16.  I find that it was not proper for the applicants to try and adduce evidence of discovery in their submissions.

17. It is emerging that the applicants are attempting to build a case post judgment. This is a situation where the 1st plaintiff had testified that she had receipts and tenancy agreement which she had given out (ostensibly to her advocates).

18. Further, it is noted that the claim the applicants are now advancing is not in tandem with their pleadings.  The applicants had pleaded that the rent was Kshs.13,800 per month for four rooms.  They are now advancing a claim on rent of Kshs.4,500 per month for 3 rooms.

19.  I am in agreement with the submissions of the respondent that applicants claim is geared to steal a match.

20.  I note that in this court’s judgment of 18. 7.2018, the court had set out one of the issues to be determined as whether defendant was a son of Robert Mwarabu, since the defence of the respondent was that he was a son of Robert.  The question is did the applicants pursue this issue in the relevant court?  There is no evidence that applicants have pursued this route of litigation.
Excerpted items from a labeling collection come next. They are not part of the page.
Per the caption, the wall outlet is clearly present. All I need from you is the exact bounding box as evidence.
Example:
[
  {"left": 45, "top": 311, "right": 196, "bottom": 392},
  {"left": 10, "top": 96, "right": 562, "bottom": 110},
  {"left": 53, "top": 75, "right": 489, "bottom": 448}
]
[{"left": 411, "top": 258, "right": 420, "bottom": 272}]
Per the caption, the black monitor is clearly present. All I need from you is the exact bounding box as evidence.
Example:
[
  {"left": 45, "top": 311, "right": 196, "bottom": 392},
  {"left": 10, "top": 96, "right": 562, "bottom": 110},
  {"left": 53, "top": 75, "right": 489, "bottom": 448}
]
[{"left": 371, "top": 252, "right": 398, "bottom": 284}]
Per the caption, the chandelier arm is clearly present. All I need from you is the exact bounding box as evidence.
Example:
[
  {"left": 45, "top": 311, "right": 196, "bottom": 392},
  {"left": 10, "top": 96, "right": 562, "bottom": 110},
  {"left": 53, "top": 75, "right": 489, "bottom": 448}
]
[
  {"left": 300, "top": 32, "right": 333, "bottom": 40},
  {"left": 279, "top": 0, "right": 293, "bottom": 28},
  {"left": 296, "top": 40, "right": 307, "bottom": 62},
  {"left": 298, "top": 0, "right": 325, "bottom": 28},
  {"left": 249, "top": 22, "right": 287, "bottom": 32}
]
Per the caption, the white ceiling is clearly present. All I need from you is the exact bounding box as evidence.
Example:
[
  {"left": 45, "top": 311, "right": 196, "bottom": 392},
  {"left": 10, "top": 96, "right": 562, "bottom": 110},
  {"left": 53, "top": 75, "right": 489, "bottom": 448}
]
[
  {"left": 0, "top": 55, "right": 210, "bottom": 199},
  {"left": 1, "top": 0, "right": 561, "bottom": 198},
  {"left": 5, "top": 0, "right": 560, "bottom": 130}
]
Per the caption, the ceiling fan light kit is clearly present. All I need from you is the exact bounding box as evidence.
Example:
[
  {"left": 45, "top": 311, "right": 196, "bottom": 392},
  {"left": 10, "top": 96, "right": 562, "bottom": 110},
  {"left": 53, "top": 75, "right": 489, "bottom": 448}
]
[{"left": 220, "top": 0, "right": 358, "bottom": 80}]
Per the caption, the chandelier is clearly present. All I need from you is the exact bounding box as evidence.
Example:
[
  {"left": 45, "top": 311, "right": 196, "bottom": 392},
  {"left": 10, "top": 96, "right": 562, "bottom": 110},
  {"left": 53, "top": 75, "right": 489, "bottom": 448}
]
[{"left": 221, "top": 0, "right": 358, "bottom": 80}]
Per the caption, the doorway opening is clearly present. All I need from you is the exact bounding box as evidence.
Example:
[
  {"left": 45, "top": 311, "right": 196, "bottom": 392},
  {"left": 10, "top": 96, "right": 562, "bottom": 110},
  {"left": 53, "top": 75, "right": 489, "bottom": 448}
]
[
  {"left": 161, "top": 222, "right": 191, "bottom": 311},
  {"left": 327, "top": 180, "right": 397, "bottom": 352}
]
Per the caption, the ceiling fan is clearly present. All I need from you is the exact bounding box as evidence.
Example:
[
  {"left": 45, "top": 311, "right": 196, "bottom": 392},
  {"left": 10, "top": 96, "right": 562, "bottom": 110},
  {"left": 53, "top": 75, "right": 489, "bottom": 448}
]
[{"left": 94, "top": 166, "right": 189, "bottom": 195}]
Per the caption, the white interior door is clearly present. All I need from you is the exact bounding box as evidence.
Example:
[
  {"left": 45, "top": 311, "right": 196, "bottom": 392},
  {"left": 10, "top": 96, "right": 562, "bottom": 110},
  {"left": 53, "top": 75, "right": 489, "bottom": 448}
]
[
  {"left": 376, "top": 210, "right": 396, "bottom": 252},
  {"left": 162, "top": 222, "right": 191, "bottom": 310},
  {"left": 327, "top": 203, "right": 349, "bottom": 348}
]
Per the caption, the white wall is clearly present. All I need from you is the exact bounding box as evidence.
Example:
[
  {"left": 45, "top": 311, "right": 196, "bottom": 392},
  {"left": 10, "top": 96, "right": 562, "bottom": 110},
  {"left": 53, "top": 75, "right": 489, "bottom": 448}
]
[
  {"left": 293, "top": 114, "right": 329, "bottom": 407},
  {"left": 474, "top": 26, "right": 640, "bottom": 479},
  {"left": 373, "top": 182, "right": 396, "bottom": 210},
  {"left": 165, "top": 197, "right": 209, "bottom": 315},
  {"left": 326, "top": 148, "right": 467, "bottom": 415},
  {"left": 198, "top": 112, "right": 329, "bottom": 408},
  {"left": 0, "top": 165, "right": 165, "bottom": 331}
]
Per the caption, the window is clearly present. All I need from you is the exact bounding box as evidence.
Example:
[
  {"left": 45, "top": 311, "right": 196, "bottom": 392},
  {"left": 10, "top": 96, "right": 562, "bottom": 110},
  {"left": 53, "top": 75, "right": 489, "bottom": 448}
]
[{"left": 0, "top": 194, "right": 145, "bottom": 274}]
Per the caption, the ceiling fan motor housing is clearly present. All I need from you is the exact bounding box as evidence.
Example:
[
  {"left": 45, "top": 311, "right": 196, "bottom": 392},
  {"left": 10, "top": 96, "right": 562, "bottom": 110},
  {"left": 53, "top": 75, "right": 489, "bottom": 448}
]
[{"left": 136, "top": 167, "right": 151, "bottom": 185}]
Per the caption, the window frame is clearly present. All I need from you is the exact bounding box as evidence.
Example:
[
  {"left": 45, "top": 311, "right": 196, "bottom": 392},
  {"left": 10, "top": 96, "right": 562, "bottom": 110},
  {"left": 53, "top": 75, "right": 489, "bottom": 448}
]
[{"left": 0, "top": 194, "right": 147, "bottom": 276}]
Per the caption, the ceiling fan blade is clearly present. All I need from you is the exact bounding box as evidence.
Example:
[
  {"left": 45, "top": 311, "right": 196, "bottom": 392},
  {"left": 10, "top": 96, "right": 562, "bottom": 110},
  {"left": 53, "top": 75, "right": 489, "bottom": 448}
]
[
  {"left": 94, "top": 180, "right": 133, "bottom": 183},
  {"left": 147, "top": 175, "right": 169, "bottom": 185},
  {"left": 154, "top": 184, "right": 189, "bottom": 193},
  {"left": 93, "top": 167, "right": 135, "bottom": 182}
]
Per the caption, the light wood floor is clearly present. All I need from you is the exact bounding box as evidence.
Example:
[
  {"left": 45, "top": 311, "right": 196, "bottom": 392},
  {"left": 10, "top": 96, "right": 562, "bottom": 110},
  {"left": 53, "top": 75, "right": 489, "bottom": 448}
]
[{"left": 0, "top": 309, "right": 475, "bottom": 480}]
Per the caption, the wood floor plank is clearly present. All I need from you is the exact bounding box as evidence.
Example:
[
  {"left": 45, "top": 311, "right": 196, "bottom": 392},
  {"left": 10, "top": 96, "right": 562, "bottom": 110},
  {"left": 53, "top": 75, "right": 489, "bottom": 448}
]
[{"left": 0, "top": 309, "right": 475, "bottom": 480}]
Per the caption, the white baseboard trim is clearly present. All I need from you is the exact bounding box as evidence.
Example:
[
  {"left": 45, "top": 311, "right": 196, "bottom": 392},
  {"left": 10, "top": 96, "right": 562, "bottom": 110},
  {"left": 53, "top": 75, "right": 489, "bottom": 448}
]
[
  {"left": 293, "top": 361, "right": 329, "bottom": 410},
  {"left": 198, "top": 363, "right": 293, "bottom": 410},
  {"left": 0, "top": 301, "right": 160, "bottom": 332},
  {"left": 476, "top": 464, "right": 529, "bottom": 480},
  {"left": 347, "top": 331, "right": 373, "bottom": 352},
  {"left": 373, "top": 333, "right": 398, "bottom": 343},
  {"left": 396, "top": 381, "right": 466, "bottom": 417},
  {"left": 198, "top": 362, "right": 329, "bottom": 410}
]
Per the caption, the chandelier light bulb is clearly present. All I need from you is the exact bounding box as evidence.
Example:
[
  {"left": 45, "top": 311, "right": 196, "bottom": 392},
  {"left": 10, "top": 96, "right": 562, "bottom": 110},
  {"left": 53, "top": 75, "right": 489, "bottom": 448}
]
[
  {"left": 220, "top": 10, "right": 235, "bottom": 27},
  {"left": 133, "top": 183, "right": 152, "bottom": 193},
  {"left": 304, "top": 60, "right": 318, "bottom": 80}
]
21.  Looking at the entire record of this case, I am not satisfied that the applicants deserve the discretionary orders of review.  It is not lost to this court that even during the trial, the applicants were still trying to introduce documents midstream the trial and now they wanted to have the case re-argued all over again after judgment.

22.  I find that this application is not merited.  The same is hereby dismissed with costs to the respondent.

DATED, SIGNED AND DELIVERED AT MERU THIS 21ST DAY OF MAY, 2020

HON. LUCY. N. MBUGUA

ELC JUDGE

ORDER

The date of delivery of this ruling was given to the parties at the conclusion of the hearing and by a fresh notice by the Deputy Registrar.  In light of the declaration of measures restricting court operations due to the COVID-19 pandemicand following the practice directions issued by his Lordship, the Chief Justice dated 17th March, 2020 and published in the Kenya Gazette of 17th April 2020 as Gazette Notice no.3137, this ruling has been delivered to the parties by electronic mail.  They are deemed to have waived compliance with order 21 rule 1 of the Civil Procedure Rules which requires that all judgments and rulings be pronounced in open court.